Observation data (J2000 epoch)
- Constellation: Pegasus
- Right ascension: 23^{h} 25^{m} 21.7979^{s}
- Declination: +28° 29′ 43.281″
- Redshift: 0.023166
- Heliocentric radial velocity: 6945 ± 3
- Distance: 394.26 ± 59.86 Mly (120.880 ± 18.352 Mpc)
- Apparent magnitude (B): 13.90

Characteristics
- Type: S0/a
- Mass: 1.9×10^{12} M_{☉}
- Size: ~273,300 ly (83.80 kpc) (estimated)
- Apparent size (V): 1.7′ × 0.7′

Other designations
- MCG +05-55-015, PGC 71392, CGCG 497-015

= UGC 12591 =

Spiral Galaxy in Pegasus

UGC 12591 is a spiral galaxy in the constellation Pegasus. Its velocity with respect to the cosmic microwave background is 6600±24 km/s, which corresponds to a Hubble distance of 97.35 ± 6.82 Mpc. However, five non-redshift measurements give a farther mean distance of 120.880 ± 18.352 Mpc. The first known reference to this galaxy comes from Part 2 of the Morphological Catalogue of Galaxies, published in 1964, where it is listed as MCG +05-55-015.

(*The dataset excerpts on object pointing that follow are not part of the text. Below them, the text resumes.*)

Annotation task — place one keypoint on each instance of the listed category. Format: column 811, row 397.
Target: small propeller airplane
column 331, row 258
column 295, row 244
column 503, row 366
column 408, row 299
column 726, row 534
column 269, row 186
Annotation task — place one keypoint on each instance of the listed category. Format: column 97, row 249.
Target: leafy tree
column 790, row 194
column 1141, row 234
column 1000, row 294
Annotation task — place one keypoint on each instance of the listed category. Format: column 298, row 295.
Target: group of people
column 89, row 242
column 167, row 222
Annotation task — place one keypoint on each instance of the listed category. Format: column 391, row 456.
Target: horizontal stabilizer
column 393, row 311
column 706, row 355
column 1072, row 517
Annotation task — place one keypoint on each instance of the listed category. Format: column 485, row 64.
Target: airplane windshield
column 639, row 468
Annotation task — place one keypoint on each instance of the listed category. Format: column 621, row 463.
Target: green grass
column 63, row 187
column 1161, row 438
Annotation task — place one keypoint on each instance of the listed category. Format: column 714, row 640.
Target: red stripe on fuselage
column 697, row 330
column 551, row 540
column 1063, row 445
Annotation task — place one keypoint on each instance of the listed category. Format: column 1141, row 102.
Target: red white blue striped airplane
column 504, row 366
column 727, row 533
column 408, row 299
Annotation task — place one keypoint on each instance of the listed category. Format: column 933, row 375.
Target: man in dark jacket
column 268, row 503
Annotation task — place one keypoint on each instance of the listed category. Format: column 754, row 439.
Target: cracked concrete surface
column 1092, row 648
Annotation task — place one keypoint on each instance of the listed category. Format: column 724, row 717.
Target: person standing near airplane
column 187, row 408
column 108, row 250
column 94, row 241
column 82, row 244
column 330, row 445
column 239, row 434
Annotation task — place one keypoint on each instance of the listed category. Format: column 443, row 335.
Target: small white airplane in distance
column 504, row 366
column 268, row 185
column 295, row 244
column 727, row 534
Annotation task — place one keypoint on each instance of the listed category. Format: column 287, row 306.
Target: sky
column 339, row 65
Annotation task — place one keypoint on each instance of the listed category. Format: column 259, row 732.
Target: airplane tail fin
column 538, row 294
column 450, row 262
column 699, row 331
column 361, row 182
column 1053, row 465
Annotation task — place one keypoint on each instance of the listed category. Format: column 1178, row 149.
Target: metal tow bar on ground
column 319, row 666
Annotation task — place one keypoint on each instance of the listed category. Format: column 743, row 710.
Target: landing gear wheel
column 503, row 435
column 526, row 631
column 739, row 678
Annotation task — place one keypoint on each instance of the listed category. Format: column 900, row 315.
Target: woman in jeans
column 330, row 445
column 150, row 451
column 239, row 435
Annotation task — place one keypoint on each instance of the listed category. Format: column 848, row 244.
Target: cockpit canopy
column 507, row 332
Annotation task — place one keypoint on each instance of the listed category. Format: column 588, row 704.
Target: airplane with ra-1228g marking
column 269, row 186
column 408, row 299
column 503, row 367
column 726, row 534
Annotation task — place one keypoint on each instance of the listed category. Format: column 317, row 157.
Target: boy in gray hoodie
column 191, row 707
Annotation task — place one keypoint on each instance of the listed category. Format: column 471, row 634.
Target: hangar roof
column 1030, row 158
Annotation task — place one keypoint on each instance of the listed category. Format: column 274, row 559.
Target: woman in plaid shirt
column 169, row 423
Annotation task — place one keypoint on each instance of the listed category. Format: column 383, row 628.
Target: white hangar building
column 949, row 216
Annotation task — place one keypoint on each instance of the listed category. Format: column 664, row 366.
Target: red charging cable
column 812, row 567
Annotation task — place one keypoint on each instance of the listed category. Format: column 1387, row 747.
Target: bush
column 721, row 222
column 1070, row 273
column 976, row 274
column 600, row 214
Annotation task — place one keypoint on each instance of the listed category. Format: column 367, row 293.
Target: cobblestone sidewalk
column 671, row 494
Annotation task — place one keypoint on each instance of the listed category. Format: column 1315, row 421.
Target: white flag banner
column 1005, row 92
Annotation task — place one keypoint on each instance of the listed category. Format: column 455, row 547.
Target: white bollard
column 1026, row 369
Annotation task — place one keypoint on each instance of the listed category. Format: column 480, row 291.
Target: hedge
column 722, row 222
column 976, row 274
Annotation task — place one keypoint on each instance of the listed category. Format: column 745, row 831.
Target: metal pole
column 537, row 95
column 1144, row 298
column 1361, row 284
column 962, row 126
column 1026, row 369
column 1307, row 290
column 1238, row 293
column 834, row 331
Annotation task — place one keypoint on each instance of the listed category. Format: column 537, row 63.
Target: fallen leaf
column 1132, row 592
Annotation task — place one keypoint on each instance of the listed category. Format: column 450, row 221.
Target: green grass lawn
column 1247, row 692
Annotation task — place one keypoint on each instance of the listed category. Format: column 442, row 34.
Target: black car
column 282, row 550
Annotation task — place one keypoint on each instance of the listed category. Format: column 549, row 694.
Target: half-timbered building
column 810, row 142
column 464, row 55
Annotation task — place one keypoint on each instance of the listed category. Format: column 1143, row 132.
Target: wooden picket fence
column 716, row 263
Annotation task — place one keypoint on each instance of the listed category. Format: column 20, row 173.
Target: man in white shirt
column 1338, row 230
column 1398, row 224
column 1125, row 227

UGC 12591 is the spiral galaxy with the highest known rotational speed of about 500 km/s, almost twice that of the Milky Way galaxy. The high rotational speed means the galaxy must be very massive at the center; the galaxy has a mass estimated at 4 times that of the Milky Way.

UGC 12591 is relatively isolated; the nearest galaxy to it, WISEA J232529.77+283021.3, is 3.55 million light-years (1.09 Mpc) away. However, its morphology suggests a merger or accretion event in its past: it is somewhat lenticular-like, with a central bulge and dust lanes reminiscent of the Sombrero Galaxy.